# taz.de -- Das Profil linker Gewalttäter: Jung, männlich, nicht vorbestraft
> Der Berliner Verfassungsschutz legt ein Studie zu linker Gewalt vor.
> Demnach schlagen Täter dort zu, wo sie wohnen – in den Stadtteilen
> Kreuzberg, Friedrichshain und Pankow.
(IMG) Bild: Blockadeversuch am Abend des 1. Mai 2009 in Berlin-Kreuzberg
Linke Berliner Gewalttäter sind jung, männlich, selten vorbestraft und
recht gebildet. Das zumindest besagt die Studie „Linke Gewalt in Berlin“
des Verfassungsschutzes, die am Mittwoch veröffentlicht wurde. Die Behörde
hat darin 835 Gewalttaten, die zwischen 2003 und 2008 von der Polizei als
linke, politisch motivierte Taten eingestuft wurden, analysiert. Die Studie
war mit Spannung erwartet worden, denn es ist das erste Mal, dass der
Verfassungsschutz breites Zahlenmaterial zum Linksextremismus in der Stadt
vorlegt.
Mit durchschnittlich 139 linken Gewalttaten pro Jahr belegt Berlin den
bundesweiten Spitzenplatz – und übertrifft damit noch rechte Gewalttaten
(72 pro Jahr). Mit einem feinen Unterschied: Sind 86 Prozent aller rechten
Gewalttaten Körperverletzungen, beträgt dieser Anteil bei Linken 30
Prozent, mit fallender Tendenz. Daneben tut sich die linke Szene vor allem
mit Brandstiftungen (28 Prozent) und Landfriedensbruch (27 Prozent) hervor.
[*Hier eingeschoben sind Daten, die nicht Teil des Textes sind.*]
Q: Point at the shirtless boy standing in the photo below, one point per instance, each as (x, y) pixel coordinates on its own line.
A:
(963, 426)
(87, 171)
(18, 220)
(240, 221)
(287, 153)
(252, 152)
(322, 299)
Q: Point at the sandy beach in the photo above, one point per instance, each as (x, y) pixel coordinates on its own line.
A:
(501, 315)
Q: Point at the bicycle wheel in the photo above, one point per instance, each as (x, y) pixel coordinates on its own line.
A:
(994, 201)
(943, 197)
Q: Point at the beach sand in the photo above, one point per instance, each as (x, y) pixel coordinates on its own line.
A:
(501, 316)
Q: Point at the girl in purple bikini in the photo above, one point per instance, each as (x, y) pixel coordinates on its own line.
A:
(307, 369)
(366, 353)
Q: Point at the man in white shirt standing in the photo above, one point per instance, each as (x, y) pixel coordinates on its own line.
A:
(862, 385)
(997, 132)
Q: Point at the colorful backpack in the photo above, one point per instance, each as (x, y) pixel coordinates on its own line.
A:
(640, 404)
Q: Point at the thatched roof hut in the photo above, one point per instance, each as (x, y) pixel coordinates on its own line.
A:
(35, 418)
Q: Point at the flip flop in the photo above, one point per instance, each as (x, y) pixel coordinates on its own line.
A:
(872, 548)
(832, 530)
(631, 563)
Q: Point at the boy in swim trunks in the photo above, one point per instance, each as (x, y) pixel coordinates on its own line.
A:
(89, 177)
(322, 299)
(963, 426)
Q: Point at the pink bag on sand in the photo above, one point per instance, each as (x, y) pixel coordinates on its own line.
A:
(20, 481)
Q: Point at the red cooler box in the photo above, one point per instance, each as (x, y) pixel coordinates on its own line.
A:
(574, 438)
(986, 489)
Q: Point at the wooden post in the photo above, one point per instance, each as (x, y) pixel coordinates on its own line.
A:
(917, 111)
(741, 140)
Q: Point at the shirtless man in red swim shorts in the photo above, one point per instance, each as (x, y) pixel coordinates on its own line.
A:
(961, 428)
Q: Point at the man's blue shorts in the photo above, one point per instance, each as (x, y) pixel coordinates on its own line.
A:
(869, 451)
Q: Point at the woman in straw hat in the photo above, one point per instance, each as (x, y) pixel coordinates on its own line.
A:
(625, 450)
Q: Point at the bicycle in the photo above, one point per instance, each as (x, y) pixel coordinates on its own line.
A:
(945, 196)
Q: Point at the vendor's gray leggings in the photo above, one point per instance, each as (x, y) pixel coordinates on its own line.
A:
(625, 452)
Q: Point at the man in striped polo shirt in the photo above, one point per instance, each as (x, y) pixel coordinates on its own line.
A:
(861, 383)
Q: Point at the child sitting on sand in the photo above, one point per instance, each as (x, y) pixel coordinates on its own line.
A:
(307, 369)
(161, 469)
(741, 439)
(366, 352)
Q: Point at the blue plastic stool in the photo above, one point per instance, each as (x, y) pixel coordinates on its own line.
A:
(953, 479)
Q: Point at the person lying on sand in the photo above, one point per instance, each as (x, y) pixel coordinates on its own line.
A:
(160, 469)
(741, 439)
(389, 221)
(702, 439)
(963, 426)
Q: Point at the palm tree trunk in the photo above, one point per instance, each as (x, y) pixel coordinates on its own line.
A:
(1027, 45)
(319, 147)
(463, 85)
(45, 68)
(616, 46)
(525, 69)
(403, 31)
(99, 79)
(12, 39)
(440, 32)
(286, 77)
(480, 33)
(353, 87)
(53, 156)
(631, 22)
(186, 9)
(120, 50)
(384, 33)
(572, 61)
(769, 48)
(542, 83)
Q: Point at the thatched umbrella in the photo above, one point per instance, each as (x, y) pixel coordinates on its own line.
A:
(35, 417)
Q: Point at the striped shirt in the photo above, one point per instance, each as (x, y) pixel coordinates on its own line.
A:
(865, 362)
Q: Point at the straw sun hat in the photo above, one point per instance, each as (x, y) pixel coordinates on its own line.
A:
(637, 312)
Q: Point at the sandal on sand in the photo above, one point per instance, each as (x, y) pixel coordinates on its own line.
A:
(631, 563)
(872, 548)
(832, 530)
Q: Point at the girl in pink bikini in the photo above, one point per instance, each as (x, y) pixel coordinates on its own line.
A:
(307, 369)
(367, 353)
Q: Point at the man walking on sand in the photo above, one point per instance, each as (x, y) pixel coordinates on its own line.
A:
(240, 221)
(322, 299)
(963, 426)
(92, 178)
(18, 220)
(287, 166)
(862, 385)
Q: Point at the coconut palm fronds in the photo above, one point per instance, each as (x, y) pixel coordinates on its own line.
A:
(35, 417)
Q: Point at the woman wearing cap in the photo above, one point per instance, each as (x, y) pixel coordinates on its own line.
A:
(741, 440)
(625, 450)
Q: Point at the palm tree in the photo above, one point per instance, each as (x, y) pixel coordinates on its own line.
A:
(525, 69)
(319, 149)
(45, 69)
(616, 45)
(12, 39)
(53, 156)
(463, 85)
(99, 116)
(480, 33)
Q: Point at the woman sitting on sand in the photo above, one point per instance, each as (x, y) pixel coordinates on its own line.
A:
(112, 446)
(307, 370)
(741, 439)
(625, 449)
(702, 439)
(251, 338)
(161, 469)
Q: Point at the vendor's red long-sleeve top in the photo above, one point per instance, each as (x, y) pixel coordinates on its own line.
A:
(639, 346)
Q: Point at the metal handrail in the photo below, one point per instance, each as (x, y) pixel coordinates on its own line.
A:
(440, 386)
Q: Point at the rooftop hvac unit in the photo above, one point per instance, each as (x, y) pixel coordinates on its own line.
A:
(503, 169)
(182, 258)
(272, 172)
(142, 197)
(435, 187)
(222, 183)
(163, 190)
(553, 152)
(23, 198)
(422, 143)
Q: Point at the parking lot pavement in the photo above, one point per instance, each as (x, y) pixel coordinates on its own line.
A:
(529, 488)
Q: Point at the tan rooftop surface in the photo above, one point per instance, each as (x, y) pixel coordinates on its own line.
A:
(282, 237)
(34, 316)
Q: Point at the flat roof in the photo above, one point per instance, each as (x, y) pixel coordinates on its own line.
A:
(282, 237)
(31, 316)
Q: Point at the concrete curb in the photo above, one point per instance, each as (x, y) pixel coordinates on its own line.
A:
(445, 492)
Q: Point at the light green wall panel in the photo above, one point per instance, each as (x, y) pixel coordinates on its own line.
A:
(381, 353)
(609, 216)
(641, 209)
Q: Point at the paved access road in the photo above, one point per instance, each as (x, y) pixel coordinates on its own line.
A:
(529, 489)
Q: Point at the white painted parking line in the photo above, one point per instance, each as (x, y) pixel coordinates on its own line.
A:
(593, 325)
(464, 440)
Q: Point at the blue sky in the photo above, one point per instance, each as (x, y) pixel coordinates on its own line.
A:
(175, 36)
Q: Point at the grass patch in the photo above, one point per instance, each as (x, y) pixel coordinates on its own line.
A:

Das Profil linker Tatverdächtiger wird in der Studie klar umrissen: Sie
sind jung (87 Prozent aller Verdächtigen sind zwischen 18 und 29 Jahre
alt), männlich (81 Prozent), nicht vorbestraft (84 Prozent) und zu großen
Teilen in Antifa- und Autonomen-Gruppen organisiert. Mit Ausnahme Letzteren
weise dieses Profil „Ähnlichkeiten zur unpolitischen Jugendgruppengewalt“
auf. Womöglich spielten deshalb „alters- und geschlechtsspezifische
Verhalten eine wichtigere Rolle als die politische Motivation des Täters“,
so die Studie.
Auffällig: Immerhin ein Viertel der Tatverdächtigen besitzt Abitur oder
befindet sich im Studium – bei rechten Verdächtigen ist das gerade mal bei
drei bis fünf Prozent der Fall. Auch werden linke Frauen (19 Prozent)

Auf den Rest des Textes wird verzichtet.